Stem cell initiative financiers meet little scrutiny

By: JIM TRAGESER - Staff Writer | Thursday, September 23, 2004 11:18 PM PDT

The ability of large amounts of money to sway elections is, if one is to believe the media, nothing short of proven fact (although failed Senate candidate and millionaire Michael Huffington might have some thoughts on that assumption).

"Campaign finance reform," we're told, is the only way to rescue our elections from the corrupting influence of big business, labor unions, builders and environmentalists, pro-choice and pro-life groups, Swift Boat Veterans for Truth and MoveOn.org, the NRA and Handgun Control Inc.

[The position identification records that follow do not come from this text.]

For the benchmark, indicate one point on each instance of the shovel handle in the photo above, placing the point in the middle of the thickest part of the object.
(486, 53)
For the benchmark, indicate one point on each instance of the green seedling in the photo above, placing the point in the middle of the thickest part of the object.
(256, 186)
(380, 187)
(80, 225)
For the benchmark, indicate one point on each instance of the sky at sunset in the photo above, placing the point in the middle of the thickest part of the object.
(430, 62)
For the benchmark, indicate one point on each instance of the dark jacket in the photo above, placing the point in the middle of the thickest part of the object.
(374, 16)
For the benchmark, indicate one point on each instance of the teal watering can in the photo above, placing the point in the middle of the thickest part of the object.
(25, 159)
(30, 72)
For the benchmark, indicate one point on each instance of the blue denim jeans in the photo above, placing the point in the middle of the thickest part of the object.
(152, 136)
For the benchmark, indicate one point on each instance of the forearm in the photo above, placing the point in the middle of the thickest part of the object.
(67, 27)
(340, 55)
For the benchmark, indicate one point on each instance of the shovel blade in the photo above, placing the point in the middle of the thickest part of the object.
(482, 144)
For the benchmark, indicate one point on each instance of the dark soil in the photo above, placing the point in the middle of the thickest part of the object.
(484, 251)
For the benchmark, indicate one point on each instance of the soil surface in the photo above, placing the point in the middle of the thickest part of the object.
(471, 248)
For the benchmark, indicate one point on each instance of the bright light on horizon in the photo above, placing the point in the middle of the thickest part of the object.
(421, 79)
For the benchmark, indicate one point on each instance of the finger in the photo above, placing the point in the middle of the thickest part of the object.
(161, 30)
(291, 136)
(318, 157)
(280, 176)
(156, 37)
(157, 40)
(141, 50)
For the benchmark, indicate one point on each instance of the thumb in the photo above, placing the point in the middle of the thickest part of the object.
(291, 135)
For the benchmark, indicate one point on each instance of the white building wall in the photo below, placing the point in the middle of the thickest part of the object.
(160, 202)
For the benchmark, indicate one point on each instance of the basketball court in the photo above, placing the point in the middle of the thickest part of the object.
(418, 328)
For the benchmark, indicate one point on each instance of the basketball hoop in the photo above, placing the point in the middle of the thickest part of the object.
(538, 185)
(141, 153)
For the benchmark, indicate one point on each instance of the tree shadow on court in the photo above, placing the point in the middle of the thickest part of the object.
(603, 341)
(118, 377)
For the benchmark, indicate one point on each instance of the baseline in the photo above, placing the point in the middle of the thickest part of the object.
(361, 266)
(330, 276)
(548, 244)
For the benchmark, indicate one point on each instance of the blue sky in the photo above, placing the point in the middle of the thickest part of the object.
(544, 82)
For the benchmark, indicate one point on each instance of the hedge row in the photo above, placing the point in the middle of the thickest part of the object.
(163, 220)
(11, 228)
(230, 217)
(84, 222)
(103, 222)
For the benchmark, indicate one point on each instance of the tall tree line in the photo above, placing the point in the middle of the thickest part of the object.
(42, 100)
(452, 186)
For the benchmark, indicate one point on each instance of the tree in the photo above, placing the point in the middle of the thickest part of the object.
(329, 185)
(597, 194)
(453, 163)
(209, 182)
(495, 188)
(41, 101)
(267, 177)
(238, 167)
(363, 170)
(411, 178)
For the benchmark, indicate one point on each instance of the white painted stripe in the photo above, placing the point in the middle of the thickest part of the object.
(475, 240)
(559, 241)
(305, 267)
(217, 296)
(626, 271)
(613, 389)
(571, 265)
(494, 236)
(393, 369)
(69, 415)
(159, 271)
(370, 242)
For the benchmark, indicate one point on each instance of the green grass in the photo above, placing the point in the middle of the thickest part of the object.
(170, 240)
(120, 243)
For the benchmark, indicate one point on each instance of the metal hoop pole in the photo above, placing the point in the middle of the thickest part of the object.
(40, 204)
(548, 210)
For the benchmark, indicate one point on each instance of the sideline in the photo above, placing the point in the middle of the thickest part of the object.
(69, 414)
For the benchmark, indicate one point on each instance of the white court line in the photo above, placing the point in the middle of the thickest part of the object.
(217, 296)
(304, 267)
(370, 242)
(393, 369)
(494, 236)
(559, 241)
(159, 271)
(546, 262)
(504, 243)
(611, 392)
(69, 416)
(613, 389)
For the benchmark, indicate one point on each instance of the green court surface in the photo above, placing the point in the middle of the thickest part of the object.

And the Supreme Court has upheld as constitutional recent laws that limit how such grass-roots organizations may spend their money in the weeks leading up to an election. One wonders what Thomas Jefferson would think of a First Amendment that doesn't let citizens band together to make political arguments on the eve of an election.

But for now, it's clear that special interests must no longer be allowed to simply buy their way into our television sets and mailboxes trying to sway our votes.

Except, it would seem, when rich industrialists are bankrolling Proposition 71, the state initiative to provide a massive grant of billions of dollars in tax money to underwrite embryonic stem cell research.

With Microsoft chairman Bill Gates, eBay founder Omar Omidyar and the entire biotech industry pouring more than $12 million and counting into the campaign to convince voters to support Prop. 71, you'd think the campaign finance "reform" folks would be having a field day. The initiative is a poster child for the supposedly corrosive effects of big money on an election. Opponents of the measure have raised less than one-tenth of the money that supporters have.

But there's no outrage, at least not the kind of well-orchestrated, visible outrage we see over other well-heeled campaigns. While the campaign finance reform movement is busy trying to dictate how various nonprofit organizations can spend their money during election season, a 10:1 fund-raising disparity gets not a squeak of protest.

It's a curious situation, and one that defies easy explanation.

The likely answer is that most folks who support campaign finance "reform" consider themselves progressive, and most folks who consider themselves progressive support embryonic stem cell research, if polls are to be believed.

And so we have a situation in which an aggressive campaign is drawing on millions of dollars from sources, in the case of California biotech companies, likely to see direct financial benefit from passage of a ballot measure ---- and the very folks who should be squawking loudest are oddly silent.

It's a silence that reflects on the inherent problems with allowing the government to regulate money spent on elections: Who gets to decide what is or isn't acceptable political speech?

For if even the most vociferous supporters of campaign finance regulation are willing to turn a blind eye to millions of dollars supporting a cause they believe in, how can any system meant to control political speech during our election cycle ever truly be fair?